Kapatılan Dicle Haber Ajansı (DİHA) haber müdürü Ömer Çelik 25 Aralık 2016 tarihinde evine yapılan bir polis baskınında gözaltına alındı.
Hükümete yakın medya organlarında çıkan haberlerde Çelik ve kendisiyle beraber eş zamanlı düzenlenen polis baskınlarında gözaltına alınan beş gazetecinin RedHack grubuyla irtibatlı oldukları ve “grubun algı ekibi” oldukları belirtildi.
Operasyon kapsamında Çelik’le birlikte DİHA muhabiri Metin Yoksu, Diken muhabiri Tunca Öğreten, BirGün Gazetesi Muhasebe Sorumlusu Mahir Kanaat, ETHA Sorumlu Yazı İşleri Müdürü Derya Okatan ve Yolculuk Gazetesi imtiyaz sahibi ve sorumlu yazı işleri Eray Sargın gözaltına alındı.
Altı gazeteci 24 gün boyunca gözaltında tutuldu. Ardından savcılığa ifade veren altı gazeteci tutuklama talebiyle İstanbul 8. Sulh Ceza Hâkimliği’ne gönderildi.
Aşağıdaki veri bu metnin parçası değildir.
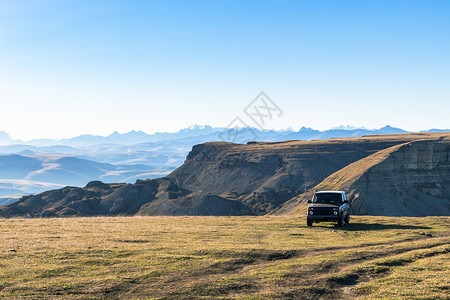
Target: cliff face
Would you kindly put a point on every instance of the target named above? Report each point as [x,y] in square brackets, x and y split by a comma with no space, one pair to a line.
[411,179]
[378,172]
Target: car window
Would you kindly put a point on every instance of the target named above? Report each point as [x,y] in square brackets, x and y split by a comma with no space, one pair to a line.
[328,198]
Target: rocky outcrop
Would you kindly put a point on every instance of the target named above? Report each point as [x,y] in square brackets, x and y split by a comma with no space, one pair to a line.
[378,172]
[411,179]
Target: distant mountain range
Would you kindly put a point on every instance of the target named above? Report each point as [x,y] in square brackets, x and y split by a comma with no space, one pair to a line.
[38,165]
[388,175]
[207,133]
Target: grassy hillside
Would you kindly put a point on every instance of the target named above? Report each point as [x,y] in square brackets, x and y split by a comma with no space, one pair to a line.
[272,257]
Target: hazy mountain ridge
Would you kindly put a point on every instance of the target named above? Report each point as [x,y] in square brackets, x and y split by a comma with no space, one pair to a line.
[134,155]
[237,179]
[207,133]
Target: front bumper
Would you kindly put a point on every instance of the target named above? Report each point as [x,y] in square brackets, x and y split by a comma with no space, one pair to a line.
[323,218]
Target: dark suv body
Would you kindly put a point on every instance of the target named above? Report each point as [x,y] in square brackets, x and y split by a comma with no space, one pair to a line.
[328,206]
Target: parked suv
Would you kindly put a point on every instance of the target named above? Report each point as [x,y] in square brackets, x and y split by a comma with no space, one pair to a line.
[328,206]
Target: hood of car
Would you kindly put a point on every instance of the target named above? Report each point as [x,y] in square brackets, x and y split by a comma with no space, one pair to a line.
[323,205]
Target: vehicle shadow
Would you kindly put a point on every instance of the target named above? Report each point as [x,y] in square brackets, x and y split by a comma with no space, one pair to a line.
[376,226]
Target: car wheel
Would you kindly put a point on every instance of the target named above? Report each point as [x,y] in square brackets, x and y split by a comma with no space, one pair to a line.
[347,219]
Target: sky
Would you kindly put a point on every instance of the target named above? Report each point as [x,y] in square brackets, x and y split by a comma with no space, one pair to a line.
[77,67]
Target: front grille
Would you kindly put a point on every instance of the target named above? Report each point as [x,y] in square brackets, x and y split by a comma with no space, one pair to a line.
[323,211]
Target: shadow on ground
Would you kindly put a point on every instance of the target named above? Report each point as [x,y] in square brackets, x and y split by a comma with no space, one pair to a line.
[372,226]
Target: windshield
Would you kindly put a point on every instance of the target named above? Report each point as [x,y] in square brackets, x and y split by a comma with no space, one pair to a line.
[328,198]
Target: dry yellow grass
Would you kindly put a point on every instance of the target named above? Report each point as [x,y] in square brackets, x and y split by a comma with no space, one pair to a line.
[224,257]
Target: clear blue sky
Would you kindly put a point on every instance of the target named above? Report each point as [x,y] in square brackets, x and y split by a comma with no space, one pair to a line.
[73,67]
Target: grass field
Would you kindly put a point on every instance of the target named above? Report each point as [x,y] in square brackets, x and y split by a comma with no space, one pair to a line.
[224,257]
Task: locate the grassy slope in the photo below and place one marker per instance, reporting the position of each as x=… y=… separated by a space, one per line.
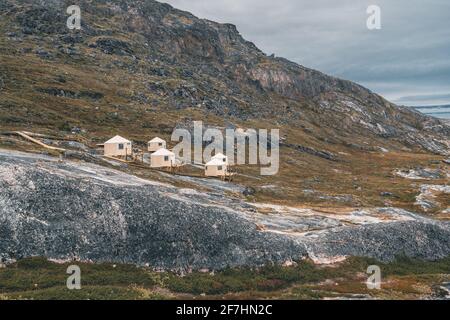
x=361 y=174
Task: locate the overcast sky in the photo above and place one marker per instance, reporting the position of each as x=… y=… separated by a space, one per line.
x=407 y=61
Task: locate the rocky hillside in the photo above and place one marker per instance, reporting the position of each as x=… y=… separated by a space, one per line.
x=133 y=59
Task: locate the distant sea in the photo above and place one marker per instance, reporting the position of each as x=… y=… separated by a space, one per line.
x=442 y=111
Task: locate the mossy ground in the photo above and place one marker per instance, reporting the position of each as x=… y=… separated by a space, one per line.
x=37 y=278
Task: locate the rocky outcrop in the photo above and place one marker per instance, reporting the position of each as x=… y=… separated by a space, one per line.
x=69 y=210
x=221 y=72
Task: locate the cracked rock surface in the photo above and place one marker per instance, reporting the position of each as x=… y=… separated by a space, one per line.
x=67 y=210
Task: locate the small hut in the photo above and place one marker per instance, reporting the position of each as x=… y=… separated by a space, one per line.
x=216 y=168
x=156 y=144
x=118 y=147
x=162 y=158
x=221 y=157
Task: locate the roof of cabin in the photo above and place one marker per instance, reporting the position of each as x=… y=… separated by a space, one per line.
x=118 y=139
x=157 y=139
x=163 y=152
Savcılığın hâkimliğe gönderdiği sevk yazısında Enerji ve Tabii Kaynaklar Bakanı Berat Albayrak’ın kullanmış olduğu mail adreslerinin şifrelerinin hackerlar tarafından 2016 Eylül ayında ele geçirildiği hatırlatılarak, “Elde edilen bilgiler manipüle edilerek Enerji Bakanını ve onun şahsında seçilmiş meşru hükümeti yıpratmak amaçlı yayınlar yapıldığı, Enerji Bakanının stratejik faaliyet ve işlemlerinin ve milli enerji politikasının başarısızlığa uğraması için olumsuz algı oluşturulduğu” ifadelerine yer verildi.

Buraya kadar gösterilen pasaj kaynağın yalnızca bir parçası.